Se la risposta è sì , allora la possibilità di identificare un vero margin of safety elevato è molto più risicata che in passato. Se si ammette che il mercato prezza efficientemente, in base alle informazioni disponibili, i titoli di una società, allora individuare un elevato margin of safety richiederebbe di possedere informazioni non pubbliche ovvero di trovarsi in una situazione di momentaneo squilibrio dei prezzi per eventi contingenti (es. la divergenza fra petroliferi e tech durante covid). Non è un caso che battere gli indici di mercato sia difficilissimo e che pure Warren Buffett oggi abbia abbandonato il value estremo per acquisti più mirati (vedi apple).
se mi state seguendo, abbiamo marcato due punti importanti:
- tutti gli investitori desiderano acquistare a sconto rispetto al valore intrinseco
- il prezzo di mercato oggi approssima in modo efficiente il valore intrinseco, pertanto questo sconto è oggi difficile da rintracciare in assenza di informazioni riservate o situazioni di squilibrio momentaneo
in queste condizioni abbiamo quindi stabilito credo due corollari: a) il "value investor" che acquista solo titoli a basso P/E, senza tener conto della crescita, con buona probabilità, sta pervicacemente investendo su titoli scadenti, in turnaround o su business con poche prospettive alla ricerca delle poche opportunità di effettivo guadagno. b) il "growth investor" che acquista solo titoli ad alta crescita ma altissimo P/E, sta di fatto facendo una scommessa sul futuro assumendosi rischi gravissimi, perché b.1) i flussi di cassa futuri potrebbero non realizzarsi e b.2) in ogni caso il valore dei flussi di cassa futuri è soggetto ad ampia variabilità (vedi rialzo tassi). Entrambi sono presumibilmente esposti a un significativo costo opportunità.
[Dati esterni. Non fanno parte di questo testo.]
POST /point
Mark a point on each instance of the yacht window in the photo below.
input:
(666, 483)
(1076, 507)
e allora che si fa? qui entra in gioco la valutazione della "qualità" del business. il valore intrinseco è necessariamente influenzato da diversi fattori (in particolare quelli già evidenziati in altri post) attinenti alla stabilità del business, alla posizione di mercato, alla presenza di un "moat", elementi che contribuiscono a portare avanti un business profittevole, in grado di crescere a tassi anche non elevati ma con costanza, con margini elevati, mantenendo equilibrio finanziario e patrimoniale. un business di questo tipo può comandare anche P/E elevati. Individuare questi business consente di "scremare" il portafoglio dai titoli senza prospettive o senza concretezza, dando (a mio giudizio) maggiori probabilità di battere il mercato nel lungo periodo (proprio perché il mercato, in quanto strumento efficiente di "pesatura" del valore, riconoscerà la qualità dei titoli in portafoglio: non è un caso che i titoli che capitalizzano di più siano sovente proprio i titoli di maggior qualità). Riconoscere la qualità di un titolo è peraltro molto più facile e oggettivo che individuare un margine di sicurezza.
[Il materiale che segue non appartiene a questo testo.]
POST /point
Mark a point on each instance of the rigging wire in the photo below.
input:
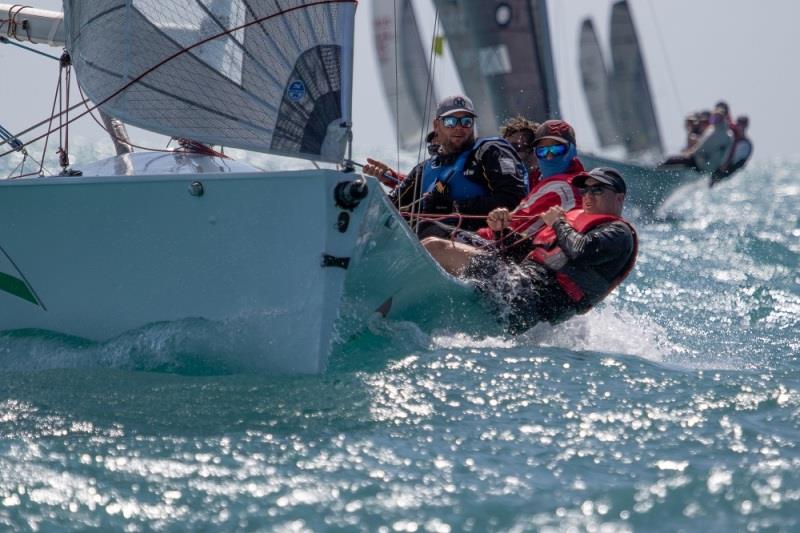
(150, 70)
(673, 84)
(5, 40)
In questa logica, siamo tutti "quality investors", perché tutti determiniamo, implicitamente o esplicitamente, un valore intrinseco che è funzione della qualità del business. siamo tutti "value investors", perché nessuno di noi vuole pagare più del valore intrinseco. siamo tutti "growth investors", perché nessuno di noi vuole comprare un business che non è in grado di crescere (altrimenti, sul lungo periodo, meglio i bond).
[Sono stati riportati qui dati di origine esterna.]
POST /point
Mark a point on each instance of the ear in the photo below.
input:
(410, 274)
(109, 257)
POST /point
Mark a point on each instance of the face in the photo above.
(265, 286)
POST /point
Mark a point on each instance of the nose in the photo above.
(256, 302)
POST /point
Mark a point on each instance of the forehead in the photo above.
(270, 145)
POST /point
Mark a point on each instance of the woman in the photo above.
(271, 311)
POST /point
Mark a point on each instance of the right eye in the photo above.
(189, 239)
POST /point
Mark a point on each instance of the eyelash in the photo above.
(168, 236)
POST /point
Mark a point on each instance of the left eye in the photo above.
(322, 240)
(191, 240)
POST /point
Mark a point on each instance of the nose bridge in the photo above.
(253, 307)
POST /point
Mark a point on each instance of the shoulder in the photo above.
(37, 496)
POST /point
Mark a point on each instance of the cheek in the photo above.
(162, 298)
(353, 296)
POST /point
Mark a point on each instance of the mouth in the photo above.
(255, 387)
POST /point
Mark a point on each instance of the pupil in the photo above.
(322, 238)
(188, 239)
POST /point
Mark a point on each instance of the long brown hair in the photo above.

a conclusione di questo lungo e noioso post, la mia personale lettura è che le etichette non hanno senso, in un certo senso sono fuorvianti, e seguire strategie non fondate in primo luogo sulla qualità dei titoli può portare l'investitore ad assumere inconsapevolmente alcuni rischi, implicitamente illudendosi di "saperne più del mercato".